Having a beak also affects birds' eating:   The beak being toothless, they do not chew food but swallow it (or large pieces of it) whole, the food being in many birds rendered by the grinding action of gizzard stones.
And having a beak-and-neck combination means, Birds are pecking creatures:   Typically they can, and do, strike at things using the beak as a knife or club, it being propelled by the muscular straightening of the sinuous neck.

One great issue that determines 'What constitutes a bird?' is, the question of the ratites, a more primitive group of living birds, all of which are flightless. Ratites lack the keeled breastbone, which evolved to provide a large area for attachment of the muscles needed for wingbeats;   and so of course they have reduced wings or even (in the kiwi) none, since the wings are not needed for flying, and the beak-and-neck combination serves for all purposes (grasping things or moving things) that forelimbs are used for in many non-birds.
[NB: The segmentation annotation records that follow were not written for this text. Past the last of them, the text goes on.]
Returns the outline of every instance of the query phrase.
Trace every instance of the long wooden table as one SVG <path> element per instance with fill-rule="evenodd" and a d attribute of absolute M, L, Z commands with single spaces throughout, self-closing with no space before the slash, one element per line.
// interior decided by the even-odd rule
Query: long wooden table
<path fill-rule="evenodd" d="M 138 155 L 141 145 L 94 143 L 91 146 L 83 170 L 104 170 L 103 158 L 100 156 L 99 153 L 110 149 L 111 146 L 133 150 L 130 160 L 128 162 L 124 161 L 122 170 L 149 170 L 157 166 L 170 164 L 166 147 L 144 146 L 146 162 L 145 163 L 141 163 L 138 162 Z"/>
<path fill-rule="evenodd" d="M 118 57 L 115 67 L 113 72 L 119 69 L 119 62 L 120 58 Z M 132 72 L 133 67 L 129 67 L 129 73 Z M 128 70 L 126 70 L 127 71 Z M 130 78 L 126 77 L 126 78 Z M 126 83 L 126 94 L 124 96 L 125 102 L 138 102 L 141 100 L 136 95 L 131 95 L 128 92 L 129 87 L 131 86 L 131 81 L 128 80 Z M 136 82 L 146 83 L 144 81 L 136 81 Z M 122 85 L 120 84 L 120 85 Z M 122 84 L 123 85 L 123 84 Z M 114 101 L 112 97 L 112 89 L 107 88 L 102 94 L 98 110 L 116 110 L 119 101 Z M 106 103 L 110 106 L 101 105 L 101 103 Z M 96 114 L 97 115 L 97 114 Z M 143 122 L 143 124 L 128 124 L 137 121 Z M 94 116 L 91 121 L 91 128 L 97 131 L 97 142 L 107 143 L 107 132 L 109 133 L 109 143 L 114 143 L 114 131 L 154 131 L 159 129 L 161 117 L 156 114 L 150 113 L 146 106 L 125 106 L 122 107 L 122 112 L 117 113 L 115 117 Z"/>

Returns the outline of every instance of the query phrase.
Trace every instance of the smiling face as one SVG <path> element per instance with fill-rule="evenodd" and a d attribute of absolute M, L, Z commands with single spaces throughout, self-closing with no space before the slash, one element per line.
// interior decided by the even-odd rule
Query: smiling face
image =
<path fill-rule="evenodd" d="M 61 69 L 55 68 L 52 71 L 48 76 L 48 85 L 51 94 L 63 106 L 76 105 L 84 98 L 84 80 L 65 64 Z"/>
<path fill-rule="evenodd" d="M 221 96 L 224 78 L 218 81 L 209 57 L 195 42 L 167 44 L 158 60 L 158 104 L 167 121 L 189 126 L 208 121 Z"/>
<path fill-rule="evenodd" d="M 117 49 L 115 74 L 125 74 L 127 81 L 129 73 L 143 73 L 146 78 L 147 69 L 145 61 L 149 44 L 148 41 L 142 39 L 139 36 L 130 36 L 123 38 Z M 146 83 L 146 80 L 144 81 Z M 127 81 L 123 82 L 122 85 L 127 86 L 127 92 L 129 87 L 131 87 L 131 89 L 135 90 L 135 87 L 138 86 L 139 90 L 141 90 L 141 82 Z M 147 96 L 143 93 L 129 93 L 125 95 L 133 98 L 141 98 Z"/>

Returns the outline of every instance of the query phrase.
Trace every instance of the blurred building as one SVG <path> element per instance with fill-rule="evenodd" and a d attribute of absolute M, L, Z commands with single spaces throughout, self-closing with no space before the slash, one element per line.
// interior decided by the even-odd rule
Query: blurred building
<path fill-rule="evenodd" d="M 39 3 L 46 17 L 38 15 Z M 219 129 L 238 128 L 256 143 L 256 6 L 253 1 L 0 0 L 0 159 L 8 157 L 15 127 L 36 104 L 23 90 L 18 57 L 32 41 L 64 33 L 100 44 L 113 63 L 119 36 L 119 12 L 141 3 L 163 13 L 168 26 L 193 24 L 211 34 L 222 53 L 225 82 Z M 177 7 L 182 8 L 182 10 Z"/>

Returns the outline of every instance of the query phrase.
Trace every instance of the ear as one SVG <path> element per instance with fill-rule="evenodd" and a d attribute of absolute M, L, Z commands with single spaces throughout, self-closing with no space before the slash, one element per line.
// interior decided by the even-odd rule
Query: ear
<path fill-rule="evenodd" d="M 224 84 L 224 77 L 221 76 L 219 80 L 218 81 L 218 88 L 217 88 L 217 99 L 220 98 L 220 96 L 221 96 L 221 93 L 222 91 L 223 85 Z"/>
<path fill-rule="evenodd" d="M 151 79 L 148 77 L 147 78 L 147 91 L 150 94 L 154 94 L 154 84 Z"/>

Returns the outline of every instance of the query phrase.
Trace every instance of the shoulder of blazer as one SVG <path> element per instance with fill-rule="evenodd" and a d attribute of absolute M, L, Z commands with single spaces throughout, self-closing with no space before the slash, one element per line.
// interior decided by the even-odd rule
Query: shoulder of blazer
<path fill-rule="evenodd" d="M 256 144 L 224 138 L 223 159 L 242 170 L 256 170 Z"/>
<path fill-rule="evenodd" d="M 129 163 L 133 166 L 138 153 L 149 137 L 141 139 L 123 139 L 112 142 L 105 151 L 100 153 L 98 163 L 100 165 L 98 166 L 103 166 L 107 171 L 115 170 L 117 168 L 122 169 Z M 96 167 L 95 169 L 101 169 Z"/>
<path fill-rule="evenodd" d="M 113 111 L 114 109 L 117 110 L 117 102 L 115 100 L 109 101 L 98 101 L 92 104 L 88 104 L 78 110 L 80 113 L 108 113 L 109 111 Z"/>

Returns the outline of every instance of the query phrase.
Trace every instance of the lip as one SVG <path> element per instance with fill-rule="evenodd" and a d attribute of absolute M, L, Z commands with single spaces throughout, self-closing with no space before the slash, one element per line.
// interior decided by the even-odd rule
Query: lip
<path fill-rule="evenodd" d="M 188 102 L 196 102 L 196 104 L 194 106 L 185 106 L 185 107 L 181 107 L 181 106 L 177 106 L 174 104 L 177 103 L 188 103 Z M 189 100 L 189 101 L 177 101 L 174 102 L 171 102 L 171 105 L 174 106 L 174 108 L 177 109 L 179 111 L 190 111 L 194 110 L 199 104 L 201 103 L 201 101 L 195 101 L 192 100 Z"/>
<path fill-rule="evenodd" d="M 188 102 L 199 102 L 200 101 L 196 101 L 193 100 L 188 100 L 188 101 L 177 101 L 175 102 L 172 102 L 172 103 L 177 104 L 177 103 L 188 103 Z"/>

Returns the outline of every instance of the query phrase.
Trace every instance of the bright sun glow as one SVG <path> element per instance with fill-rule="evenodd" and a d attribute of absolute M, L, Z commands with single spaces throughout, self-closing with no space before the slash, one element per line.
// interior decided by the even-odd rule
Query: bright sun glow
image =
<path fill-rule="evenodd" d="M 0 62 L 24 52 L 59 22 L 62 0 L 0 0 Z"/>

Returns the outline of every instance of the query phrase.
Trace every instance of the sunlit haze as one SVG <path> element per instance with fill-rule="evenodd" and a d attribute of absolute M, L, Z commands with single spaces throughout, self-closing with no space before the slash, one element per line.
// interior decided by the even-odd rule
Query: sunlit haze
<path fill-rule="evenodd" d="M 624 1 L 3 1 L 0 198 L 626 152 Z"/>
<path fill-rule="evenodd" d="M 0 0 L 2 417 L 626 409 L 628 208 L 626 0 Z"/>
Ratites being non-flying, and not keel-breastboned, but nonetheless birds beyond question, means that 'birds' in general does NOT mean 'flying creature' nor 'winged'. A general definition that covers the ratites must eliminate those two descriptors.
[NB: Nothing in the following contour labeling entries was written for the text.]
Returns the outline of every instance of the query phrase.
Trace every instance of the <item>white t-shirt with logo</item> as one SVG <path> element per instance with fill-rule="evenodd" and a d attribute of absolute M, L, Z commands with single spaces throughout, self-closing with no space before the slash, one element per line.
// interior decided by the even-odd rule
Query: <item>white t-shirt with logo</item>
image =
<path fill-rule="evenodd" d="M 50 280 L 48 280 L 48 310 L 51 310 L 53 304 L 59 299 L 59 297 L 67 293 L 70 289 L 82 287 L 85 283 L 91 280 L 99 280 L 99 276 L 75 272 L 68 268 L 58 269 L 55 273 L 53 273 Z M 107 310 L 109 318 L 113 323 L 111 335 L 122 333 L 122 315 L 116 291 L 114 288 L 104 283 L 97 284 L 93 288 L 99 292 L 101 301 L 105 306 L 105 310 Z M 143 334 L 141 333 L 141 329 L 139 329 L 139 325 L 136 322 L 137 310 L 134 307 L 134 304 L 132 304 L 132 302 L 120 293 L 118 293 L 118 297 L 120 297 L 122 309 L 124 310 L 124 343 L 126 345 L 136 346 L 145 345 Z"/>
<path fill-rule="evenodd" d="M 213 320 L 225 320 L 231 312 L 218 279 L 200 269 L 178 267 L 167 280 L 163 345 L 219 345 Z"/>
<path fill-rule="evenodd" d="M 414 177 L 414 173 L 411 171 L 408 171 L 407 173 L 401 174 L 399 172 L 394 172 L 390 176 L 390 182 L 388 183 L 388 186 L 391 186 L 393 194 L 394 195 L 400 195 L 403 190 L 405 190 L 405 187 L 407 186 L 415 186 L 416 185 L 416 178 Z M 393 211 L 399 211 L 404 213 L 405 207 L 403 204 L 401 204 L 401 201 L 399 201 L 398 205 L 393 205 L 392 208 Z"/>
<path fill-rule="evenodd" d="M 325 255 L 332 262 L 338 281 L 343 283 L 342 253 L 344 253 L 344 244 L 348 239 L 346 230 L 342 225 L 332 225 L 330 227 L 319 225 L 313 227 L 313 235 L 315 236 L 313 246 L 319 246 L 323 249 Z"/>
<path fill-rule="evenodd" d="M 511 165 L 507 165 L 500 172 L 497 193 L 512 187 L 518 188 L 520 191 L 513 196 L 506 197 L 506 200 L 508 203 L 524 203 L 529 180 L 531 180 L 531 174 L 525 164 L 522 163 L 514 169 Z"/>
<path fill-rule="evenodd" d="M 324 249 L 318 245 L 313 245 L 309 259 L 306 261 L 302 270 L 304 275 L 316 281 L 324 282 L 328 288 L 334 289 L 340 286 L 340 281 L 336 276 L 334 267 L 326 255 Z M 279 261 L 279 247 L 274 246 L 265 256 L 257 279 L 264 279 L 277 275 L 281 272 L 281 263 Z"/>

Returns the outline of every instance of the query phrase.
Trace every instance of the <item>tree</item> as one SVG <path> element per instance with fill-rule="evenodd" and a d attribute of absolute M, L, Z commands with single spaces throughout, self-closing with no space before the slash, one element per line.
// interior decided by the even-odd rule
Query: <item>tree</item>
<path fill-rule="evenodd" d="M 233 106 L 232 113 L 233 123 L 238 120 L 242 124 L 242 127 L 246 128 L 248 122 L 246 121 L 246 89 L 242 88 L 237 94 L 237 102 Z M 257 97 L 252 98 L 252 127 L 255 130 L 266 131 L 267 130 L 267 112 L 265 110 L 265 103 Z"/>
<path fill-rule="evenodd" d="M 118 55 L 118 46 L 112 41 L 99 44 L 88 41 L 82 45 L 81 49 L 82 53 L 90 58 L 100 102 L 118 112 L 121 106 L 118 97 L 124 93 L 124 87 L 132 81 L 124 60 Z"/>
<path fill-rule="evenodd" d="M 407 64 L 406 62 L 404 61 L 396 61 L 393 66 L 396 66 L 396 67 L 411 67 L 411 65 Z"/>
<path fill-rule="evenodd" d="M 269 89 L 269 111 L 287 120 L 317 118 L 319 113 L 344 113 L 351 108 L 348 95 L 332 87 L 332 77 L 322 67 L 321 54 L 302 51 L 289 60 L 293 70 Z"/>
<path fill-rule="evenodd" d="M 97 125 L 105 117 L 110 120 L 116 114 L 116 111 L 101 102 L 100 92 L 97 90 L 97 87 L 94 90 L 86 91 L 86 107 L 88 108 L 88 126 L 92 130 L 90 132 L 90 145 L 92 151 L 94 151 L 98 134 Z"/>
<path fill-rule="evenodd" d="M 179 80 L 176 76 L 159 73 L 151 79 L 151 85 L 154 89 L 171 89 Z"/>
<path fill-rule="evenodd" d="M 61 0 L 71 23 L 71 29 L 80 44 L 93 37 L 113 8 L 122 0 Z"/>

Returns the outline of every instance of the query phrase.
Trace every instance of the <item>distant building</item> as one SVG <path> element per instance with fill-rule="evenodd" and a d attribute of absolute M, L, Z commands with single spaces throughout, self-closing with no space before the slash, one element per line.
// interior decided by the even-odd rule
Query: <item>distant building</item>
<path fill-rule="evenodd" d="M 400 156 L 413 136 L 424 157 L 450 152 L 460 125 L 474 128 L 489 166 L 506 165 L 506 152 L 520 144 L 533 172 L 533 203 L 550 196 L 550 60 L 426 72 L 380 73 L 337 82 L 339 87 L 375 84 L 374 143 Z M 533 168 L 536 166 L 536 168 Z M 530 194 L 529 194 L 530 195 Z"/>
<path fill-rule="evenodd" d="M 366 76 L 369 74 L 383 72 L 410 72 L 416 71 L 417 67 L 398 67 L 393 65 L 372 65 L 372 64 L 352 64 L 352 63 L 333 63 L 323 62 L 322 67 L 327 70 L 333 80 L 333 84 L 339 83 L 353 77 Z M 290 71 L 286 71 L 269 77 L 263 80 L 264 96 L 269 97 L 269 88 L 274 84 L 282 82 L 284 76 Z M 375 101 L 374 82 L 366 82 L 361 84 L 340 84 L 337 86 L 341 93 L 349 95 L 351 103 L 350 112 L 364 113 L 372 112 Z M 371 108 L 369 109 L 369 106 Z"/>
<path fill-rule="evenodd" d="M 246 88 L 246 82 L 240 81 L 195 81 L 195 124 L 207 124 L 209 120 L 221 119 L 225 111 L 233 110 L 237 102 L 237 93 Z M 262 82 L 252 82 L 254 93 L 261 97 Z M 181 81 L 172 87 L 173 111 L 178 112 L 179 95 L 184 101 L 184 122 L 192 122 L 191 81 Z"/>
An interesting question is, whether the ancestors of the current ratite birds ever flew at all; the lack of a keeled breastbone would seem to indicate that as possible if not probable. -Did flying evolve after feathers, in the ancestors of birds? Supposing that no ratite ancestor ever evolved the anatomy of flying, that would indicate that the common ancestor of both groups of birds (ratite and non-ratite) was not so much 'winged' as 'beaked and flexy-necked and feathered'.
- In which case, what bird needs Archaeopteryx as an ancestor?

If a proto-ratite was the ur-bird, that would indicate that beaks and the associated flexing/snakelike neck evolved first, and implied anatomical weight-reduction, incidentally the first evolutionary step needed for the development of flying ability.
All modern birds show signs of such reduction all over their anatomy: the beak lacks teeth, the feet and lower legs are bony and (usually) featherless and rather fleshless, the entire bony tail structure is reduced to almost nothing, brains and heads are not large, and in many cases structural bones are hollow. Weight-reduction can be seen as necessary for the beak-and-neck combination to be effective: for a beak to strike rapidly, it cannot be slowed by a large head or heavy brain; if it is effective, no multi-digited forelimbs are needed for grasping, so forelimbs rudiment in the direction of wings (or down to almost nothing); feet needn't be weapons and don't have to support as much weight, so they also tend to become more fragile.
A creature of this sort being warm-blooded, it needs insulation over its body surface, and thus was feathered (by sheer chance at first - but think: how could wing pinion feathers and tail feathers have evolved from hair? any creature that could fly had to either have stretched skin dependent on bones (as bats/chiroptera, and pterodactyls among the dinosaurs), or... feathers.)

A nearly impossible fantasy - "Birds with hands":
The Hoatzin bird, as a chick, has finger-claws on its wings. Modern genetics (from what I understand) says that this is owing to the genes for fingers not having been lost, just deactivated, to cause the rudimenting down to a fingerless unbranched limb that constitutes a bird's wing. Being deactivated, they can reappear in the juvenile Hoatzin by reactivation. (?)
If this is so, someday a bird (presumably flightless but not necessarily ratite) may have hands again. Of what usefulness would that be? Only, perhaps, for the multiple-grasp holding of objects in the way of tools, or perhaps to aid the rending or rendering of food.   If either of those, then A) the creature would be somewhat intelligent, more so than a monkey if not as much as a man, and B) it might reduce the length/number of its neck bones, and not peck at things as much.
Such a fantastical creature would be feathered and beaked, but not really a bird any longer. It would merely be descended from a bird.